Nikkei hits record high on Wall Street bounce, other Asian markets subdued

By Thomson Reuters Feb 29, 2024 | 8:17 PM

By Stella Qiu

SYDNEY (Reuters) – Japan’s Nikkei hit a fresh record high on Friday, buoyed by the bounce on Wall Street as a key U.S. inflation reading was in line with expectations, while markets elsewhere in Asia were more subdued on China’s still-uncertain economic outlook.

The Nikkei index gained 1.8% to hit a fresh all-time high, extending a surge of 7.9% the previous month when it breached levels last seen in 1989. Australia’s resources-heavy shares also hit a record high and were last up 0.3% on the day.

MSCI’s broadest index of Asia-Pacific shares outside Japan, however, fell 0.1%, weighed down by a 0.2% drop in Hong Kong’s Hang Seng index. The Asia index is set for a weekly loss of 1%.

Data on Friday showed China’s factory activity contracted for a fifth straight month in February, while the expansion in the services sector picked up pace, highlighting an uneven recovery for the world’s second-largest economy.

“The PMI is less reliable in Feb because of the Chinese New Year holiday makes it difficult to get a clear picture of economic momentum,” said Zhiwei Zhang, chief economist at Pinpoint Asset Management.

“We need to wait for more macro data on retail sales and industrial production in Jan-Feb to get a clear view on the economy.”

China’s mainland markets were tentative, with both the bluechips and Shanghai Composite index mostly flat on the first day of March. Investors are on the lookout for further stimulus at a key policy meeting next week.

Japan’s factory activity shrank at the fastest pace in more than 3-1/2 years in February, a private-sector survey showed on Friday.

Overnight on Wall Street, the S&P 500 and Nasdaq closed at record highs. The U.S. personal consumer expenditures (PCE) price index, the Federal Reserve’s preferred gauge for inflation, rose 0.3% in January from a month earlier. The core PCE price index rose 0.4%, as expected.

That kept the prospects of a June interest rate cut alive. Markets still see a 76% probability the Fed will start cutting interest rates in June, with a total easing of 82 basis points priced in for this year.

“The PCE data confirms the unhelpful January inflation surprise already previewed by earlier CPI and PPI numbers,” said Taylor Nugent, a senior economist at National Australia Bank.

“We don’t think the disinflation trend has been arrested, but there is some risk support from residual seasonality issues in the January increase also bleeds into February.”

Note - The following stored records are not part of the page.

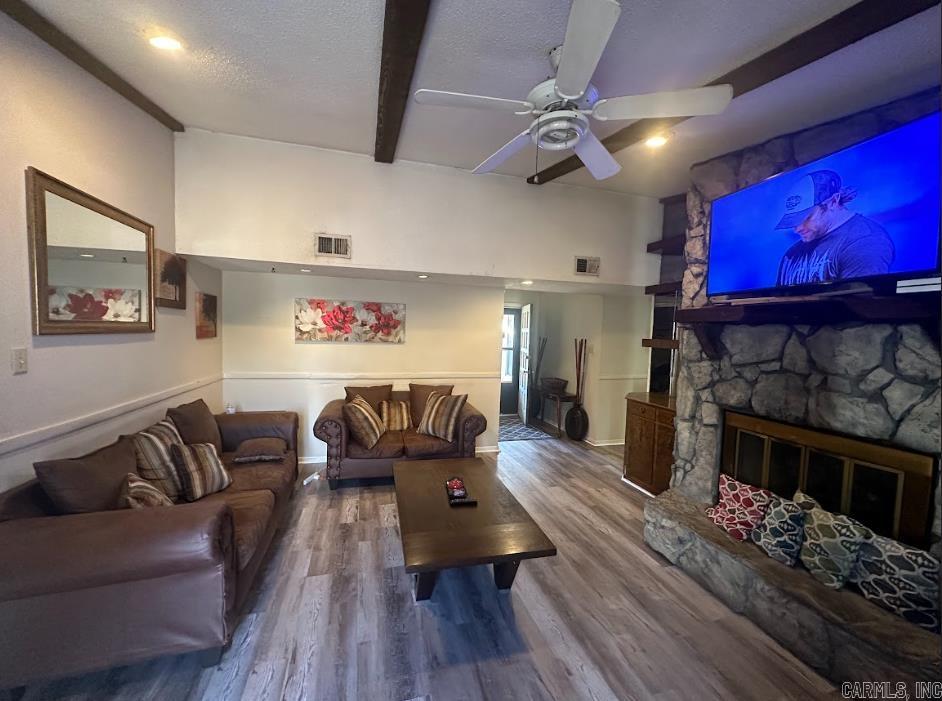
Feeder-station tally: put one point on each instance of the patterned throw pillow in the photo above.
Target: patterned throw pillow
(154, 459)
(138, 493)
(832, 543)
(365, 425)
(395, 415)
(900, 578)
(781, 531)
(200, 469)
(441, 415)
(740, 508)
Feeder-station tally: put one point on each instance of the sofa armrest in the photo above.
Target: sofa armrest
(54, 554)
(471, 424)
(235, 428)
(331, 428)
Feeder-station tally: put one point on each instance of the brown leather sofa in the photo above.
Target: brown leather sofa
(347, 459)
(87, 591)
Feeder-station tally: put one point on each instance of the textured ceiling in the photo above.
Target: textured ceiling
(305, 71)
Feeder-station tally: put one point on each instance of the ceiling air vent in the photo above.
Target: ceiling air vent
(336, 246)
(587, 265)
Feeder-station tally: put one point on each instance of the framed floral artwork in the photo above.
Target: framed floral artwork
(94, 304)
(170, 285)
(336, 321)
(206, 309)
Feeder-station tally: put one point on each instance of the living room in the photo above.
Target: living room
(256, 265)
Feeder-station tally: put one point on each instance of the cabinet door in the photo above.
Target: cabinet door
(663, 457)
(640, 463)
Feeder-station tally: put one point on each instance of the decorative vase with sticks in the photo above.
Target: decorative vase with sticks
(577, 421)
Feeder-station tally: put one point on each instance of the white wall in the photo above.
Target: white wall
(82, 391)
(452, 337)
(246, 198)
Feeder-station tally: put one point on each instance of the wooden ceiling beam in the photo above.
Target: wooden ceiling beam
(25, 15)
(840, 31)
(403, 29)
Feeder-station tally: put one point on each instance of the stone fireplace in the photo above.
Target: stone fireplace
(874, 381)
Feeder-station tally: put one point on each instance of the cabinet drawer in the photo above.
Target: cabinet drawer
(638, 409)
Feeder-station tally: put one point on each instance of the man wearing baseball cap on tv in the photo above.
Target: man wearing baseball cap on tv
(834, 242)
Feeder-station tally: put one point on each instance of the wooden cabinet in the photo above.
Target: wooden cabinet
(649, 440)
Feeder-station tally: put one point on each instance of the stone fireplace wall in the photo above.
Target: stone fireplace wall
(875, 381)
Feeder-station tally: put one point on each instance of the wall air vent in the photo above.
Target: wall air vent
(587, 265)
(333, 246)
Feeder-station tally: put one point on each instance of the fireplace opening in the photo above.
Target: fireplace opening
(887, 489)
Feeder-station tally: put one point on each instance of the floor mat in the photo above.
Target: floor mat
(513, 429)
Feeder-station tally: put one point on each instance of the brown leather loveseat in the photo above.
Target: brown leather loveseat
(348, 459)
(86, 591)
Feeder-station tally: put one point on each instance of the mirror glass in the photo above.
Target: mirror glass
(96, 267)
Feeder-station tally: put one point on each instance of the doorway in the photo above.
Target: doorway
(510, 361)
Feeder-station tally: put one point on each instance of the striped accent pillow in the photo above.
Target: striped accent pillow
(441, 415)
(200, 469)
(138, 493)
(154, 459)
(395, 415)
(365, 425)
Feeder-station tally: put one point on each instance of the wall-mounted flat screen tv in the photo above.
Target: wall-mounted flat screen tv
(869, 212)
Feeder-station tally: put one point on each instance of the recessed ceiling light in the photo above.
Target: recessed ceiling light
(165, 43)
(656, 141)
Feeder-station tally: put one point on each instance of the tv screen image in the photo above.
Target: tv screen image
(869, 210)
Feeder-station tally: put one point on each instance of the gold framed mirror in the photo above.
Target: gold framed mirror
(91, 264)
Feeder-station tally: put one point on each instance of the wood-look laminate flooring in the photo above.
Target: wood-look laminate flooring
(607, 618)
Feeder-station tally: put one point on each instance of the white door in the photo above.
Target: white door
(524, 361)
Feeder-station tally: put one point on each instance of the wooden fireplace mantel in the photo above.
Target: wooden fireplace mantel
(915, 308)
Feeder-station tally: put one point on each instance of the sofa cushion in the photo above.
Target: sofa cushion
(138, 493)
(251, 515)
(92, 482)
(364, 424)
(154, 459)
(388, 446)
(418, 397)
(200, 469)
(420, 445)
(261, 450)
(373, 395)
(196, 424)
(441, 415)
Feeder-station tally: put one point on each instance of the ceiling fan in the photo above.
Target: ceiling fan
(562, 105)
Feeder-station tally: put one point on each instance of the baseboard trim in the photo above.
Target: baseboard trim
(61, 429)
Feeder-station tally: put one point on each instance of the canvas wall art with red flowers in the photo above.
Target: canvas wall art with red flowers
(337, 321)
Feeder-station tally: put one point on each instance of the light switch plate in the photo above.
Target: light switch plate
(18, 361)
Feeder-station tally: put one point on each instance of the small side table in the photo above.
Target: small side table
(560, 399)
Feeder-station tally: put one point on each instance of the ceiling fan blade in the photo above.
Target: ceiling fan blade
(678, 103)
(443, 98)
(596, 157)
(504, 152)
(590, 25)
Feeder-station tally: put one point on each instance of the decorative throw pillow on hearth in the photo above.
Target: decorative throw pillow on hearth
(138, 493)
(740, 509)
(396, 415)
(154, 459)
(900, 578)
(441, 415)
(781, 531)
(200, 469)
(364, 424)
(832, 542)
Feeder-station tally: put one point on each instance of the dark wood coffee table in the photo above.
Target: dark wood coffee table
(436, 536)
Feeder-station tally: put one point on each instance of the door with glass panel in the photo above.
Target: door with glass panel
(510, 361)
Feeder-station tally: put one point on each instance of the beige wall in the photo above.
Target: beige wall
(82, 391)
(452, 337)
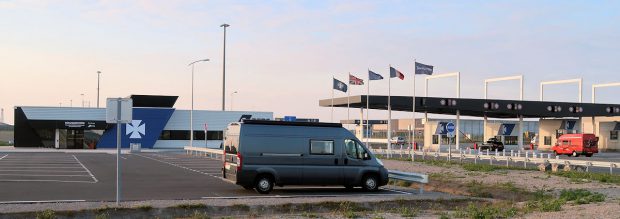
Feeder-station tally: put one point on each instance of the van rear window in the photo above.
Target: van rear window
(321, 147)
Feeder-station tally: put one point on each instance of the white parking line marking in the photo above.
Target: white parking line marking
(43, 167)
(392, 190)
(89, 173)
(47, 171)
(296, 196)
(176, 165)
(46, 175)
(44, 180)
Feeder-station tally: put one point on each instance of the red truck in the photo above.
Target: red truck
(576, 144)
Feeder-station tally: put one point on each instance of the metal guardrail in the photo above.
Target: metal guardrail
(409, 177)
(503, 157)
(208, 152)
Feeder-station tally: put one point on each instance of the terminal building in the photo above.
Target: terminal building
(503, 119)
(156, 124)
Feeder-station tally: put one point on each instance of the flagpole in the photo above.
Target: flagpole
(332, 117)
(368, 110)
(413, 108)
(389, 129)
(348, 95)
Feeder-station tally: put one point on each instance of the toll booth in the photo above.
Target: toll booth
(551, 129)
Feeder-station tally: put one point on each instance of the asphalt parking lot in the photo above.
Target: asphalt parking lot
(43, 177)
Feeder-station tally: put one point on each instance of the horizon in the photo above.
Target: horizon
(280, 53)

Further aiding sentiment, Fed speakers overnight reiterated that policymakers will look through recent data that showed price pressures rebounded in January to focus on overall progress on inflation.

In Europe, inflation readings in Germany, France and Spain all eased, mostly in line with expectations, which should bode well for the eurozone inflation data due later on Friday.

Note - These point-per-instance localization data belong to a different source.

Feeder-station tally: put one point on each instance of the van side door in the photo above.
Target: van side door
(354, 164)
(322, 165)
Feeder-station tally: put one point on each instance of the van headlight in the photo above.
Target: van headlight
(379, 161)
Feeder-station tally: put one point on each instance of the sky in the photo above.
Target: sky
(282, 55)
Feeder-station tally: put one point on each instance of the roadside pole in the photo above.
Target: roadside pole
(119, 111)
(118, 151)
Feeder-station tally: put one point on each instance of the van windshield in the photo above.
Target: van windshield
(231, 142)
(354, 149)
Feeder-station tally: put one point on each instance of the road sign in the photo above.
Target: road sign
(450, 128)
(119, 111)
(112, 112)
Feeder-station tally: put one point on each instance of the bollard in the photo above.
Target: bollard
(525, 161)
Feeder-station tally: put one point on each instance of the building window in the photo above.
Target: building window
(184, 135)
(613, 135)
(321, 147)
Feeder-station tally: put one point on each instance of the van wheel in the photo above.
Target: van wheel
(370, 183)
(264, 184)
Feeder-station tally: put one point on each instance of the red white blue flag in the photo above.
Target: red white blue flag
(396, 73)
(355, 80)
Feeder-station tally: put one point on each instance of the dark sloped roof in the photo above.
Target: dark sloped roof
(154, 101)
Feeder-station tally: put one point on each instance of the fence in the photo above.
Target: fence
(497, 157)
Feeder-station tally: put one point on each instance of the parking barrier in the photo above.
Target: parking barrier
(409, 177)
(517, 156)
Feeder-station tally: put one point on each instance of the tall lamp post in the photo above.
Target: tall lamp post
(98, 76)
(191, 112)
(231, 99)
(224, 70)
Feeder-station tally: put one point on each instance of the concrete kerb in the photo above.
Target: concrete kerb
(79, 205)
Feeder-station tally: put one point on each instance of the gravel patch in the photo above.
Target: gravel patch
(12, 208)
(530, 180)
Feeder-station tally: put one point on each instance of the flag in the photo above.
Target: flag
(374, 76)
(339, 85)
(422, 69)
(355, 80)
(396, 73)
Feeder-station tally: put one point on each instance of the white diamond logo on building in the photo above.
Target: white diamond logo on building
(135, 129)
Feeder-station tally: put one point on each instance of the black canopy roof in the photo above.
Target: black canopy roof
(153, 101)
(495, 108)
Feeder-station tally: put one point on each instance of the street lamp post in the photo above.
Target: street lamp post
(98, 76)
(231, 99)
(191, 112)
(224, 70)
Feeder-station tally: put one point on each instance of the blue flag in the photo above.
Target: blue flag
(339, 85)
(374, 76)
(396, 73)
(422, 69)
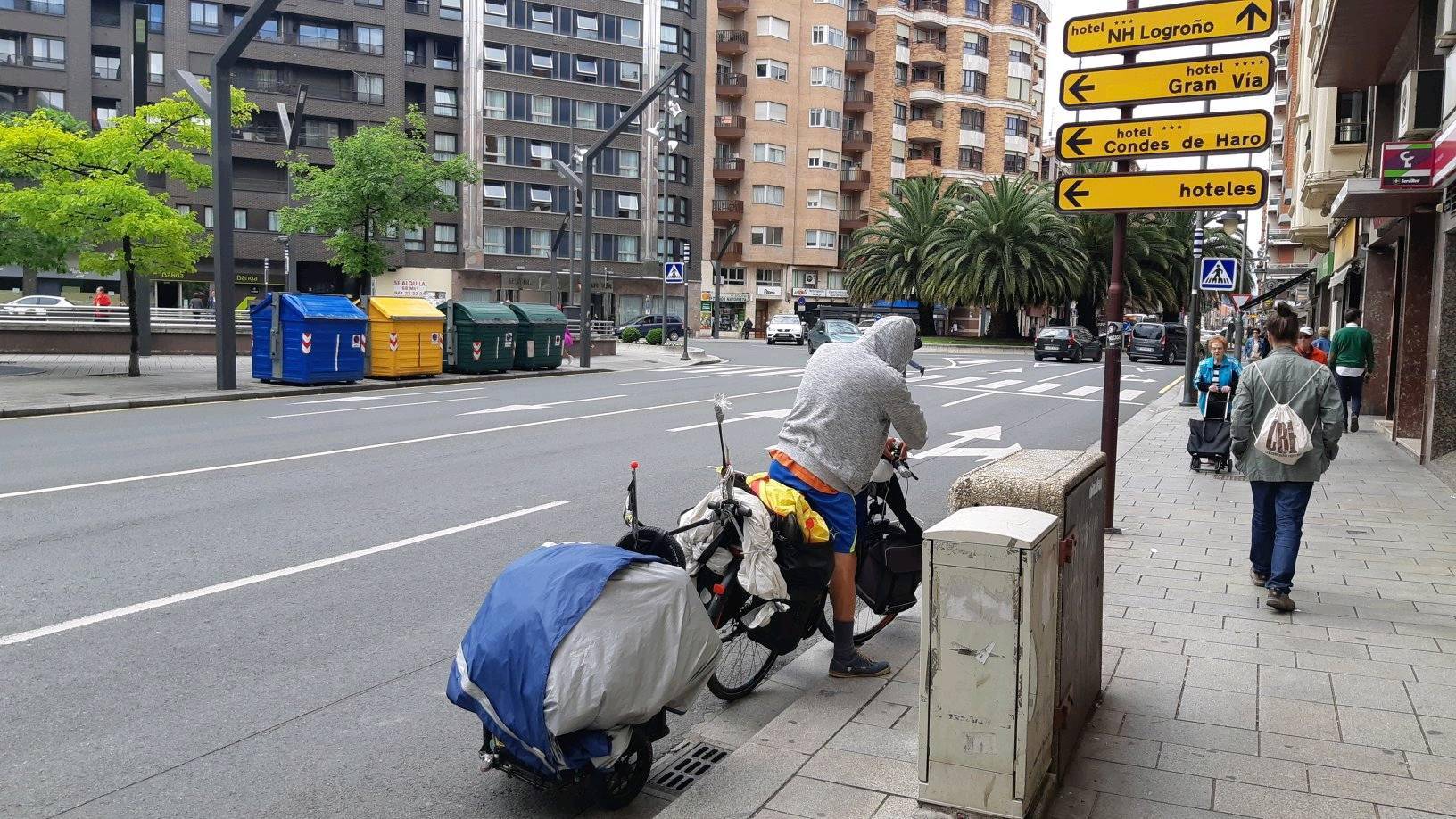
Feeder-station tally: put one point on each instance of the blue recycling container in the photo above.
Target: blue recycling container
(308, 338)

That drove a fall in the euro, which was hovering at $1.0809, having eased 0.3% overnight.

The yen slipped 0.2% to 150.23. It gained 0.5% overnight after a Bank of Japan board member, Hajime Takata, said sustained achievement of 2% inflation was already in sight.

However, BOJ Governor Kazuo Ueda later struck a more cautious tone, saying that it was too early to conclude that sustained achievement of the central bank’s 2% inflation target can be foreseen.

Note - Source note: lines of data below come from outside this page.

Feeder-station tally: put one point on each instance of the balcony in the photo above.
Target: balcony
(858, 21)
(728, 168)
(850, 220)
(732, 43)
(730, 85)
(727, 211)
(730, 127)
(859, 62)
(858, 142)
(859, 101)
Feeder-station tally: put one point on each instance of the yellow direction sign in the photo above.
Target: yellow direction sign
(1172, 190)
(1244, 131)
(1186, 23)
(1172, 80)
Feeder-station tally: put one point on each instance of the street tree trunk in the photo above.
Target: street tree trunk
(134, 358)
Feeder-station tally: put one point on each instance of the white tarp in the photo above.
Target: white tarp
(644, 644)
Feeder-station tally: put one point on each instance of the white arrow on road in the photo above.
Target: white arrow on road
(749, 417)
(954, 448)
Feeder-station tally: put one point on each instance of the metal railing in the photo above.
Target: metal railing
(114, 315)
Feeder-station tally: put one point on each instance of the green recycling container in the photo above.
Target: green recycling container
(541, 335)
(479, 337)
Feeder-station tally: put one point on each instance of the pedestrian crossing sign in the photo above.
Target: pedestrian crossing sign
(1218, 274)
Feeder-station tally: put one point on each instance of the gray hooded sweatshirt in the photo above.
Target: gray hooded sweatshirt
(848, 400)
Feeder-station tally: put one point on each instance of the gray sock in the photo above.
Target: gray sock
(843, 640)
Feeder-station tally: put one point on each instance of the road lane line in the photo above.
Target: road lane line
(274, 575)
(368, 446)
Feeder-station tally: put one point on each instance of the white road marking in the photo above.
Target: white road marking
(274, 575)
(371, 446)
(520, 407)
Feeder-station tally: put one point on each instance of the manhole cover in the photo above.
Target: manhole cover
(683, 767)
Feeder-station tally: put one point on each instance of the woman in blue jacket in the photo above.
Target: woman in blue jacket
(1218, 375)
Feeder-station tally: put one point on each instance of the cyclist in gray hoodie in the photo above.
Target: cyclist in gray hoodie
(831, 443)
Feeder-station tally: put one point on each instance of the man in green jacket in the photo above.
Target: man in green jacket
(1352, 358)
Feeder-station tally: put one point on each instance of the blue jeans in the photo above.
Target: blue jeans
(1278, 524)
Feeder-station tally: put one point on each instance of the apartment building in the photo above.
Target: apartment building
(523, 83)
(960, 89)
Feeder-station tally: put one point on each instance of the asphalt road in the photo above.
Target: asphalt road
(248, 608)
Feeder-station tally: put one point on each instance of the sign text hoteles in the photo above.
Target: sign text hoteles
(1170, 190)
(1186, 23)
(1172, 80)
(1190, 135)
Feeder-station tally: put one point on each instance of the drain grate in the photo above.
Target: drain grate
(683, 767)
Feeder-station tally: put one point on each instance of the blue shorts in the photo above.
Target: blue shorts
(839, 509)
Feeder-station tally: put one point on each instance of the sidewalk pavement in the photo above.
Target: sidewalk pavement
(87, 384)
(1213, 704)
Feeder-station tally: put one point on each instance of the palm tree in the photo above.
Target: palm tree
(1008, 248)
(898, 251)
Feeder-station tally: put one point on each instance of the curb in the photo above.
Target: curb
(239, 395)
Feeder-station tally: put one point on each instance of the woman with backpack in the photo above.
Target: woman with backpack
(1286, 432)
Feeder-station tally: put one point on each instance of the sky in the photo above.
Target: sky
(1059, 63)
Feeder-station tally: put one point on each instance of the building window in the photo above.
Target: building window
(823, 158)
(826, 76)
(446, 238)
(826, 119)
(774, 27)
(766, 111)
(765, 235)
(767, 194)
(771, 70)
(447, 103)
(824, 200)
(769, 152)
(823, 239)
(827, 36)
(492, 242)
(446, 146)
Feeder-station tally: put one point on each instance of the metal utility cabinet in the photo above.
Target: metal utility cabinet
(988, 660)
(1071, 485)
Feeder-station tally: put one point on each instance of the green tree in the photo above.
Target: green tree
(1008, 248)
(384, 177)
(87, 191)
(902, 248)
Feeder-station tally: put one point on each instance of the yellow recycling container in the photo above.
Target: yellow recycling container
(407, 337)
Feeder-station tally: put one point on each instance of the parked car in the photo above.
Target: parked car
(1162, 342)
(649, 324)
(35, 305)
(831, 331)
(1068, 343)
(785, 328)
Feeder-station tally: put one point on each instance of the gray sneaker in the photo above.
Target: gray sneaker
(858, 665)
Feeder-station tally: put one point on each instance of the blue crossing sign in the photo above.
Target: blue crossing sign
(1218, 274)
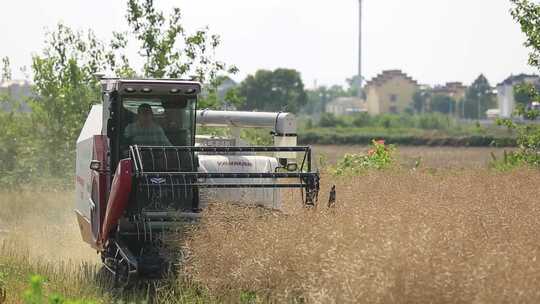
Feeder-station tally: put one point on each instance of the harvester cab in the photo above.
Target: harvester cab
(141, 168)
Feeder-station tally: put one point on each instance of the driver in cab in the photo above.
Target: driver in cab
(145, 131)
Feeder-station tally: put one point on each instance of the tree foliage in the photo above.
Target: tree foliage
(278, 90)
(6, 70)
(168, 50)
(65, 85)
(443, 104)
(527, 14)
(478, 99)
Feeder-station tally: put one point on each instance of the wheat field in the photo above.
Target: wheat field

Bonds rallied in relief that the U.S. PCE data was not worse than expected. The 10-year Treasury yield held at 4.2639% after edging 4 basis points lower overnight. It jumped 29 basis points last week as markets pushed back bets on early rate cuts.

The two-year Treasury yield, which reflects interest rate expectations, was also flat at 4.6373%, having eased 4 bps to 4.644%.

Oil prices edged up on Friday. Brent rose 0.4% to $82.21 a barrel, while U.S. crude gained 0.3% to $78.47 per barrel.

The spot gold price was flat at $2,043.99.